Generally lyrics also need their tune. Dylan’s lyrics work well on the page, but come alive when they are sung. The words to Waterloo Sunset, written by Ray Davies, are lovely – Terry meets Julie, Waterloo station, Every Friday night – but they really conjure up special pictures when sung by the Kinks. 

It can work in reverse, too. Many classical poems have been set to music. In German these are Liede; as a collection they are known as a Song Cycle. In more recent times, when I ran a school choir, we found some of Allan Ahlberg’s Please Mrs Butler poems set to music. They sound as brilliant as a choral work as they do as poems. 

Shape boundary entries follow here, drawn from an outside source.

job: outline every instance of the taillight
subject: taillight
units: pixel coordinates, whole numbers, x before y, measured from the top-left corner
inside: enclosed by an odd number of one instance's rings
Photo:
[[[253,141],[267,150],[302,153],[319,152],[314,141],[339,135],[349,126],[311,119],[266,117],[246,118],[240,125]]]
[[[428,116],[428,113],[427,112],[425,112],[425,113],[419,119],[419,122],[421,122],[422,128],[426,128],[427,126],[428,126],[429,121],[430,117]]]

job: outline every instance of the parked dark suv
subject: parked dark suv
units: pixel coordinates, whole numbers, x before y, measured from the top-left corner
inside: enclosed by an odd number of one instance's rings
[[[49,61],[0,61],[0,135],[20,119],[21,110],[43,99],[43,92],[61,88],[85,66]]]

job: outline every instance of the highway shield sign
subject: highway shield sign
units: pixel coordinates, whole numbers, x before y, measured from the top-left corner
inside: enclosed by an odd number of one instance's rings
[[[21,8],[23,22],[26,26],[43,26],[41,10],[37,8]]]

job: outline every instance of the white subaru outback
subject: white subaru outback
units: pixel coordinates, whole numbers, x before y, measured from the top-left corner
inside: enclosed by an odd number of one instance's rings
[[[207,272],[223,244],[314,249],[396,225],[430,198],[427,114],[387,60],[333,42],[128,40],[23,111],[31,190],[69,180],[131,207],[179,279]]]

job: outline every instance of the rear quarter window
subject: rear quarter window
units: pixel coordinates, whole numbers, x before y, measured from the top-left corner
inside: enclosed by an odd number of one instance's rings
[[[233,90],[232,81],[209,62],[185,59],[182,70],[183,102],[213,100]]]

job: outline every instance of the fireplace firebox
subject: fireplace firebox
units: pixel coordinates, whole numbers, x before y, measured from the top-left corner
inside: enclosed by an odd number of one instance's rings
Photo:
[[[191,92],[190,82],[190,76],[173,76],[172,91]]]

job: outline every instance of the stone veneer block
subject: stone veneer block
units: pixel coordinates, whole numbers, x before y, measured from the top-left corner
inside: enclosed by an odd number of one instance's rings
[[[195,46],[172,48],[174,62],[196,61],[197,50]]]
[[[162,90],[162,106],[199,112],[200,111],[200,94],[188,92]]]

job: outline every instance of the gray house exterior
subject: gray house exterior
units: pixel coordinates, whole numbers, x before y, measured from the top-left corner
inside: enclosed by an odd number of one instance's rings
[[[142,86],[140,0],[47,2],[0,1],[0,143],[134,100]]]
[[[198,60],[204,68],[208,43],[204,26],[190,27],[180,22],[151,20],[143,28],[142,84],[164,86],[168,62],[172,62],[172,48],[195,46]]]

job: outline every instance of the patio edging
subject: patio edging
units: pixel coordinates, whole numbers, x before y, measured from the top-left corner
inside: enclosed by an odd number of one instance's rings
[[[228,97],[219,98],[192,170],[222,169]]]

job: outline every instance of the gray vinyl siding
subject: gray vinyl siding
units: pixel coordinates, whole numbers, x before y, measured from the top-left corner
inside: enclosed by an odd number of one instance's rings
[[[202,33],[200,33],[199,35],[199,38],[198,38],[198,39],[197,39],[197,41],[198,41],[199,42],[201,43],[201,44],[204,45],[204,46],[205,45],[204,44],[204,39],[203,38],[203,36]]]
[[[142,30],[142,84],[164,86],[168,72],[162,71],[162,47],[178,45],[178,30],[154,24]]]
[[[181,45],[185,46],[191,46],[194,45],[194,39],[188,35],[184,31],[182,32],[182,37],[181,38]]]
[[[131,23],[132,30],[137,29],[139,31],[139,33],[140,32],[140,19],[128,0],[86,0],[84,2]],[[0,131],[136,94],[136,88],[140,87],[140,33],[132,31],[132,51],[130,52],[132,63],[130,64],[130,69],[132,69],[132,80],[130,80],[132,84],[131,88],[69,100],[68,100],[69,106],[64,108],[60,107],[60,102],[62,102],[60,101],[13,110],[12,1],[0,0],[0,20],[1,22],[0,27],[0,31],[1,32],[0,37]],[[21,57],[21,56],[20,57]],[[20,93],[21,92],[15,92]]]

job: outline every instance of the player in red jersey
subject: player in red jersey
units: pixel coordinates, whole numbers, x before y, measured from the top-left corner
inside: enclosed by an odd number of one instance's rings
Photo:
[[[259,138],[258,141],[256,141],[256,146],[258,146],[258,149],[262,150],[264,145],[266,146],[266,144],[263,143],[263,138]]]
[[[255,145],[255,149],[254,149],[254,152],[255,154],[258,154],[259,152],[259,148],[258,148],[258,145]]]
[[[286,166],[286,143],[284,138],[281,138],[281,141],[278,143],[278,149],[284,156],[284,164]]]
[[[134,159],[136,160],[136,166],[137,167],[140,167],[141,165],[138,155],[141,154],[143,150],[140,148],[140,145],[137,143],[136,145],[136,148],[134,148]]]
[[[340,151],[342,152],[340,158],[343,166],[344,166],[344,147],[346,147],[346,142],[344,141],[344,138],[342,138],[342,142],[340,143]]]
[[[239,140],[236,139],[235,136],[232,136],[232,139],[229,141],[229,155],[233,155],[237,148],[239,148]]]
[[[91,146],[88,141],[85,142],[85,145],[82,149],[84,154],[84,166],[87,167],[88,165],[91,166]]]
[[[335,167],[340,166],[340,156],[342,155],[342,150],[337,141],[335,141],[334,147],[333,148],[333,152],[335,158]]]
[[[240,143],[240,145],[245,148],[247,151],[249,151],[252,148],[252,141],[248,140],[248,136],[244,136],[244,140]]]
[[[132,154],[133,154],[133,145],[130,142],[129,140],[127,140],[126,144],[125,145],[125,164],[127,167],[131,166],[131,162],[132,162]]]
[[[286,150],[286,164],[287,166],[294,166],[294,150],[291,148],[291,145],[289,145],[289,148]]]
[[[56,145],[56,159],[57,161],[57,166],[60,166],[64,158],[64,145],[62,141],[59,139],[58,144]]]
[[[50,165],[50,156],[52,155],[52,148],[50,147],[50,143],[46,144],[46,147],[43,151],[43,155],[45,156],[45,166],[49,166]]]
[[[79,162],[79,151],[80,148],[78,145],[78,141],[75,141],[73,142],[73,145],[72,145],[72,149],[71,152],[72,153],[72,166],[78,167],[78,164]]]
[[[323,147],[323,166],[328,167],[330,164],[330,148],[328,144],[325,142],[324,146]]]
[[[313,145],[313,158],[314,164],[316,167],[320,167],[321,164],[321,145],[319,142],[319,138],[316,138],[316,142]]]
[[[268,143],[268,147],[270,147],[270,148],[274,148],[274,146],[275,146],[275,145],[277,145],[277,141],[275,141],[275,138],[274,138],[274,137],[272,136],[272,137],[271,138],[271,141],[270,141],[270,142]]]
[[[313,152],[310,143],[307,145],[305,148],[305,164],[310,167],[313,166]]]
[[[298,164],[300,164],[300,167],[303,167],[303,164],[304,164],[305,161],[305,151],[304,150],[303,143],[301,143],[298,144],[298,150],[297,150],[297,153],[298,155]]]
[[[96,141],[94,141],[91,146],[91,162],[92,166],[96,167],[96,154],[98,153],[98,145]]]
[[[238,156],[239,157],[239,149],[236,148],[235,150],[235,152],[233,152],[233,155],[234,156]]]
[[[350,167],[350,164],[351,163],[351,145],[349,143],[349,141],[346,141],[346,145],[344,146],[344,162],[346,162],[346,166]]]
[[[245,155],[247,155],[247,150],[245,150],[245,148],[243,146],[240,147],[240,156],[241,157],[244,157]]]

Most of us learn some of our first words through poetry – for that is what a nursery rhyme is; and many picture books feature verse. We learn rhythms and rhymes as babies and toddlers and with nursery rhymes this is often set to music. Songs, lyrics and poems are hugely important at the beginning of our lives and we hold them in our subconscious. Music often takes centre stage later on. Some music does not honour or showcase the lyrics but it still speaks to you – but when songs do allow the words to be clearly heard, what really matters is that they move you, through your head or your heart, in some way. Perhaps it’s when the words are as important as the music that the lyrics have become a poem as well as words to a song. 

Roger Stevens

Roger Stevens is a National Poetry Day Ambassador, a founding member of the Able Writers scheme with Brian Moses and runs the award-winning website PoetryZone for children and teachers, which has just been going for more than 20 years. He has published forty books for children. A Million Brilliant Poems (Bloomsbury) was shortlisted for the CLPE prize and his book Apes to Zebras – an A to Z of shape poems (Bloomsbury) won the prestigious NSTB award.